1395話 「応答せよ」と韓国現代史 その13

 青春の光と影

 

 私の勝手な想像だから、根拠など何もないのだが、ドラマ「応答せよ 1988」はシン・ヘチュルと重ね合わせて発想したのではないかという気がする。

 かつて、韓国にMBC大学歌謡祭というものがあった。1977年に始まり、2012年に終了した。第1回となる1977年に出場したのが、キム・チャンワンのサヌルリムだという話は前回した。この音楽祭の全盛期は1980年代で、ドラマ「応答せよ 1988」はその全盛期の高校生の音楽生活が中心となる。このドラマのオープニングに毎回登場するのが、1988年の大学歌謡祭のシーンだ。大賞をとったムハンケド(無限軌道)いうバンドの「君に」が流れる。ワイシャツ姿で歌っているのが、1968年生まれの大学生シン・ヘチョルだ。

 1988年 大学歌謡祭優勝。無限軌道「君に」

https://www.youtube.com/watch?v=SVxiqGiLMCM

 日本語訳詞はこれ。

https://ameblo.jp/junjoetaguchi/entry-10835004444.html

 無限軌道は、音楽祭で優勝した1988年に音楽界デビューし、1990年まで活動した。次に結成したバンドN.EX.Tは1992~1997年と2002年~2014年までの活動。ロック、ヒップホップ、ジャズ、韓国伝統音楽の国楽、クラシックなどいろいろ手を出したそうで、韓国では「魔王」とか「教主」と呼ばれていたらしい。DJもやり、討論会の論客でもある。テレビ討論の動画を見たら、頭の両側を刈り上げ、龍の彫り物が入っていた。カリスマ的存在だ。

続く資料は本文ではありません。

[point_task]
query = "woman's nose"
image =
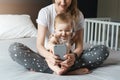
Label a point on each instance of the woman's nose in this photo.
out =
(63, 33)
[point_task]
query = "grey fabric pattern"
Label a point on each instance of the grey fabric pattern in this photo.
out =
(91, 58)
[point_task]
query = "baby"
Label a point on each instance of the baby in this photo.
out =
(63, 32)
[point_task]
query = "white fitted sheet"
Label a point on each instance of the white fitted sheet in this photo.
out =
(10, 70)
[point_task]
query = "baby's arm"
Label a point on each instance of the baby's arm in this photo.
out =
(51, 43)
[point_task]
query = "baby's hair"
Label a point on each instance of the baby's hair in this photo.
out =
(64, 18)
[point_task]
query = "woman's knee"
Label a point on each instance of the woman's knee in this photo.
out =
(95, 54)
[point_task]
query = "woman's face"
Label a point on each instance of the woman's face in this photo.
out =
(63, 30)
(62, 5)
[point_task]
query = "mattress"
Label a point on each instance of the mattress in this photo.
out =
(10, 70)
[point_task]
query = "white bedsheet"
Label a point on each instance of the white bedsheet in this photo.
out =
(9, 70)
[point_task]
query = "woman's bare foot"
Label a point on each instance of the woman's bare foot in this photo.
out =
(80, 71)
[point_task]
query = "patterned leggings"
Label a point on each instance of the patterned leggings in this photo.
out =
(90, 58)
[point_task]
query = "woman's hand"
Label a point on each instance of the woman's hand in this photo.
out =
(70, 59)
(53, 59)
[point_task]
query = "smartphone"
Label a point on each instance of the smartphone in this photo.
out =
(60, 50)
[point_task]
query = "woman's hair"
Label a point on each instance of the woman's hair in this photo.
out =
(63, 18)
(73, 10)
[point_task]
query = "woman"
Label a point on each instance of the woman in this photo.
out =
(77, 63)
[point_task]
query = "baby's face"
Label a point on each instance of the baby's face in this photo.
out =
(63, 30)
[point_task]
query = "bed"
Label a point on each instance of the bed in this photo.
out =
(20, 28)
(10, 70)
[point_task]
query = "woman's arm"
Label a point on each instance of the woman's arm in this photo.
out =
(42, 30)
(79, 42)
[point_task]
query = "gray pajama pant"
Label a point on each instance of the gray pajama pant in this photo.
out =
(91, 58)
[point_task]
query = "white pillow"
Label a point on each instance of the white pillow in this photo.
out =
(16, 26)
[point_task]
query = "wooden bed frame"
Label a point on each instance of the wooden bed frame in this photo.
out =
(30, 7)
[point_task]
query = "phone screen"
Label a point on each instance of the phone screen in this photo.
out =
(60, 50)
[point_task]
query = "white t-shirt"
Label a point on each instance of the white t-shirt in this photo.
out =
(46, 18)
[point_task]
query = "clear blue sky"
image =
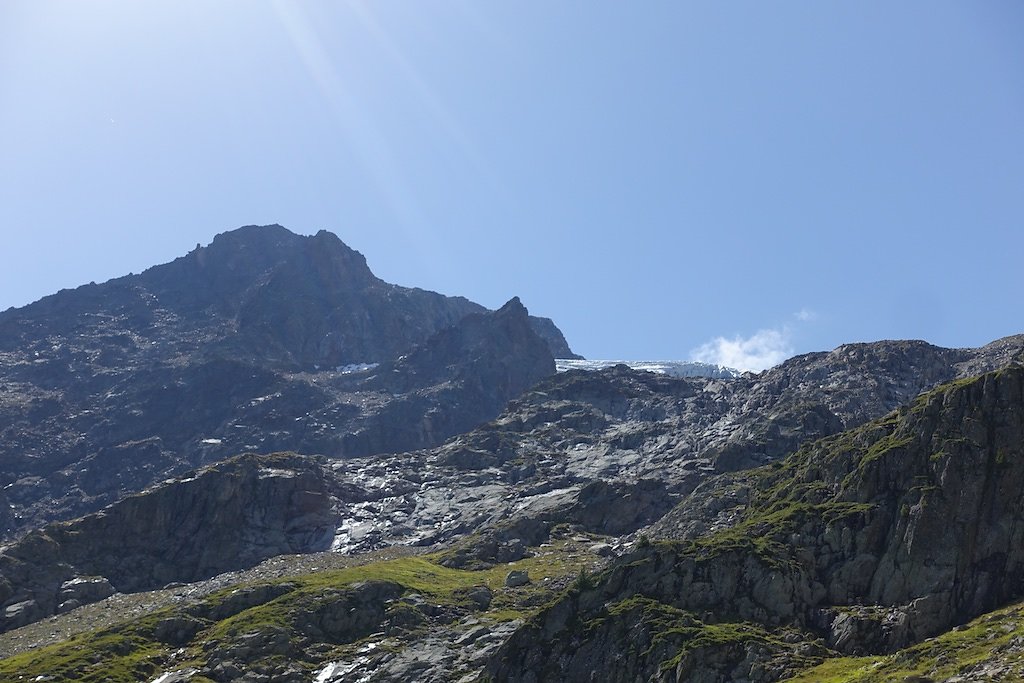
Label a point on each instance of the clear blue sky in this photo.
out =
(665, 179)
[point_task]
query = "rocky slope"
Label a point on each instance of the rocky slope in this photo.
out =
(252, 343)
(863, 543)
(608, 453)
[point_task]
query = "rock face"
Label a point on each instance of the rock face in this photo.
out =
(252, 343)
(871, 540)
(229, 516)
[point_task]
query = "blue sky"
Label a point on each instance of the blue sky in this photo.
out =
(733, 181)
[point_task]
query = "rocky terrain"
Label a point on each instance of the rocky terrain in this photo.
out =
(262, 341)
(457, 511)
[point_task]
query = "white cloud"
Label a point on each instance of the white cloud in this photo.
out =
(762, 349)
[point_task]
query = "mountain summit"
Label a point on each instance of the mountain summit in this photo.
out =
(260, 293)
(251, 343)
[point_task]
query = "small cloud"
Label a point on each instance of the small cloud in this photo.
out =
(762, 349)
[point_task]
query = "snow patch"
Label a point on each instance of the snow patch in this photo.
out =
(356, 368)
(671, 368)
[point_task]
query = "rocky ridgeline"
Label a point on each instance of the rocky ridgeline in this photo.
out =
(241, 346)
(609, 453)
(863, 543)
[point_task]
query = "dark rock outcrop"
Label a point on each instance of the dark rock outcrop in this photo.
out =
(228, 516)
(251, 343)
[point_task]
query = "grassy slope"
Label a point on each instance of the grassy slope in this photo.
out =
(989, 648)
(130, 652)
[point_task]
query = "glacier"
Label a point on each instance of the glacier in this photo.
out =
(671, 368)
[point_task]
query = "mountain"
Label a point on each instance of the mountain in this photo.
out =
(859, 543)
(246, 344)
(259, 463)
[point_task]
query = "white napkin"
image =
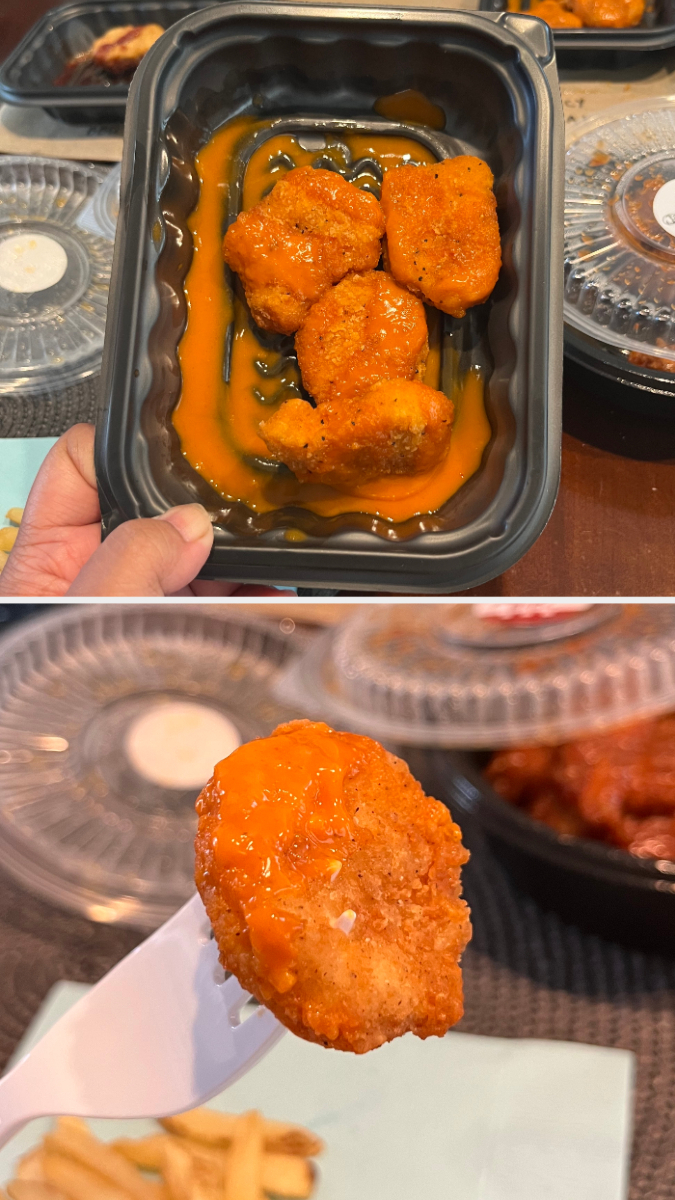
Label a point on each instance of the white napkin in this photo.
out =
(461, 1117)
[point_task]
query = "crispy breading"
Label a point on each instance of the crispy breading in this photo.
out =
(311, 229)
(617, 786)
(375, 939)
(395, 429)
(363, 330)
(610, 13)
(442, 232)
(124, 46)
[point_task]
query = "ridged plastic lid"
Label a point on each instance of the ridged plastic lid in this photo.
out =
(100, 214)
(453, 676)
(54, 276)
(100, 708)
(620, 228)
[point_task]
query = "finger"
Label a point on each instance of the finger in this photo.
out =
(64, 493)
(149, 557)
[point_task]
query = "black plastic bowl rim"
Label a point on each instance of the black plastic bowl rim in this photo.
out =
(112, 100)
(472, 795)
(658, 37)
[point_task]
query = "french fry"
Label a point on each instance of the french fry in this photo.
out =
(217, 1128)
(31, 1167)
(244, 1180)
(178, 1170)
(73, 1140)
(78, 1182)
(28, 1189)
(282, 1175)
(148, 1153)
(287, 1175)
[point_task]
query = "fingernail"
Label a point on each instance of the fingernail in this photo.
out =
(191, 521)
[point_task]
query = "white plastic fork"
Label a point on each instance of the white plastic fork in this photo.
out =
(161, 1033)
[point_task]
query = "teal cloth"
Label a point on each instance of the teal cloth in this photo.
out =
(463, 1117)
(21, 459)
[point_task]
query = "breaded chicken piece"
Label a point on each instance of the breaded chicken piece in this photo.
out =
(360, 331)
(610, 13)
(442, 232)
(555, 15)
(123, 47)
(305, 235)
(395, 429)
(333, 887)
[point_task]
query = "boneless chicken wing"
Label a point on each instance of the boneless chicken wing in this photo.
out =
(311, 229)
(442, 232)
(610, 13)
(363, 330)
(395, 429)
(555, 15)
(333, 887)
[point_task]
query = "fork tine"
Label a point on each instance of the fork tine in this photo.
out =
(160, 1033)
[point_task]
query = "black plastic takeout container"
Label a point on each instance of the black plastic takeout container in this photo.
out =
(495, 79)
(28, 76)
(601, 888)
(656, 31)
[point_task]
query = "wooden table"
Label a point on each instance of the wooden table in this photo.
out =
(613, 528)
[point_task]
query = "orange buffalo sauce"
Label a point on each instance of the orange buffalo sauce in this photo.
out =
(281, 821)
(217, 423)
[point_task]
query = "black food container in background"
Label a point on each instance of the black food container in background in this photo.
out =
(495, 78)
(610, 375)
(29, 75)
(601, 888)
(656, 31)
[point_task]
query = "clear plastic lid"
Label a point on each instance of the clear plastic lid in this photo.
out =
(454, 676)
(100, 214)
(620, 228)
(112, 718)
(54, 275)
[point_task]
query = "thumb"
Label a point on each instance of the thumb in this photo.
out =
(149, 557)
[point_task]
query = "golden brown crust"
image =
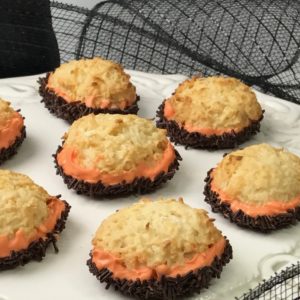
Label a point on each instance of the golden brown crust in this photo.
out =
(258, 174)
(151, 233)
(114, 143)
(23, 204)
(6, 112)
(218, 103)
(96, 82)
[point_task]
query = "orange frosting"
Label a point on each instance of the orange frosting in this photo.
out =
(67, 159)
(11, 130)
(271, 208)
(103, 259)
(20, 241)
(89, 100)
(169, 112)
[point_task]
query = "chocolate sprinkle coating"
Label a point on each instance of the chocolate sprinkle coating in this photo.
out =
(197, 140)
(7, 153)
(140, 185)
(263, 224)
(166, 288)
(75, 110)
(37, 249)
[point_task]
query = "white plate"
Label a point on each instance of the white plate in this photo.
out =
(65, 275)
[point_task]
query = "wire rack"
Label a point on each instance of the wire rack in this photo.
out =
(256, 41)
(282, 286)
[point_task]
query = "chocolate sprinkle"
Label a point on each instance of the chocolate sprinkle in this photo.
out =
(140, 185)
(75, 110)
(263, 224)
(37, 249)
(197, 140)
(166, 288)
(7, 153)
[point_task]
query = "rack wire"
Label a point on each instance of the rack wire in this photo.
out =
(256, 41)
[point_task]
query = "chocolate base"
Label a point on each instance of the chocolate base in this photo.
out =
(140, 185)
(197, 140)
(7, 153)
(263, 224)
(167, 288)
(37, 249)
(75, 110)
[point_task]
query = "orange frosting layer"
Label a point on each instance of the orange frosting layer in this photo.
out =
(11, 130)
(67, 159)
(21, 241)
(89, 100)
(270, 208)
(103, 259)
(169, 112)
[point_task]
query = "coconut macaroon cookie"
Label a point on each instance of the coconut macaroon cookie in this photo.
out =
(158, 250)
(211, 113)
(85, 86)
(107, 155)
(257, 187)
(12, 130)
(30, 220)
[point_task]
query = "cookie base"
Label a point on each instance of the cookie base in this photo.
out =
(140, 185)
(263, 224)
(7, 153)
(227, 140)
(37, 249)
(75, 110)
(167, 288)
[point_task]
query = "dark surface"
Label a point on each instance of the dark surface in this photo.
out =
(140, 185)
(28, 44)
(167, 288)
(197, 140)
(73, 111)
(37, 249)
(261, 223)
(7, 153)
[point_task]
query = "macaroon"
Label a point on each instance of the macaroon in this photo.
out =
(12, 130)
(111, 155)
(30, 220)
(160, 249)
(257, 187)
(211, 113)
(85, 86)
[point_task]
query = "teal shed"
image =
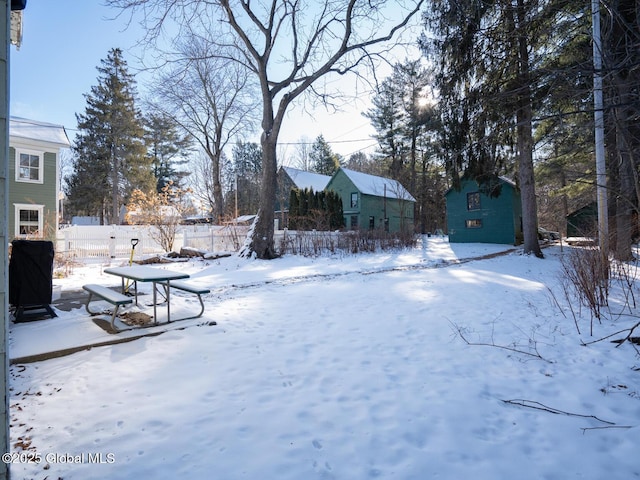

 いくつかの動画で彼の音楽を見て聞いたが、そのすごさが私にはわからない。

 一応、ジャズと称するコンサートとオペラと称する動画を紹介しておこう。

https://www.youtube.com/watch?v=jYXrZdw0ecg

https://www.youtube.com/watch?v=NLNnv1Nk7Mw

 変化がよくわかる動画がこれ。

https://www.youtube.com/watch?v=U0wHgAPvMY8

 突然の報道だった。2014年10月22日、腸の手術中、容態が急変して27日に死亡。46歳の生涯だった。執刀医の手術ミスが原因とされ、医師に実刑1年の判決が出た。彼の死亡記事は、日本語でも多く報じられている。

 葬儀の模様。

https://www.youtube.com/watch?v=0aeK0sxqwOE

 「応答せよ 1988」の放送が始まったのは、2015年11月から翌16年の1月だった。ドラマの制作者も視聴者も、1988年に華々しく登場し2014年に急死したシン・ヘチョルの生涯が頭にあっただろうというのが、私の想像だ。ドラマは毎回、1988年のシン・ヘチョルの歌声から始まるという構成は、放送開始の1年前に突然死亡した音楽家を意識したに違いない。 

 

 ドラマでは、1988年のテクはパク・ボゴムが演じた。このドラマで、ボゴムは一気に人気者になった。2016年のテク役は、1972年生まれのキム・ジュヒョクが演じた。映画「コンフィデンシャル/共助」(2016)ではまったく違う雰囲気だった。2017年10月30日、ソウルで交通事故により死亡。45歳だった。警察の発表では、彼が運転していた車が衝突事故を起こし、そのあとマンションの壁に激突したという。解剖の結果、心臓に異常はなく、薬物反応もなく、激突の原因は不明のままだ。

 1988年のドクソンは、「ガールズ・デイ」のメンバー、ヘリ(Hyeri)だった。すばらしい演技だったので、引き続き、彼女が主演のドラマ「タンタラ」(2016)を見た。2016年のドクソン役は1970年生まれのチョン・ミソンが演じた。私の知らない俳優だが、このドラマでは浅田真央に似ているな、などと思いながら、ネットで経歴を検索した。ドラマ「雲が描く月明かり」(2016年8~10月まで放送)では23代国王の側室役で、パク・ボゴムと共演している。さらに調べると、2019年6月29日全州(チョンジュ)のホテルで死んでいるのをマネージャーが発見したという記事を見つけた。遺書はないが、うつ病の治療を受けていたので、自殺したのだろうというのが警察の見方だ。

 1988年の青春は、こうして終わっていった。

 「応答せよ 1988」と韓国現代史の話は、今回で終わる。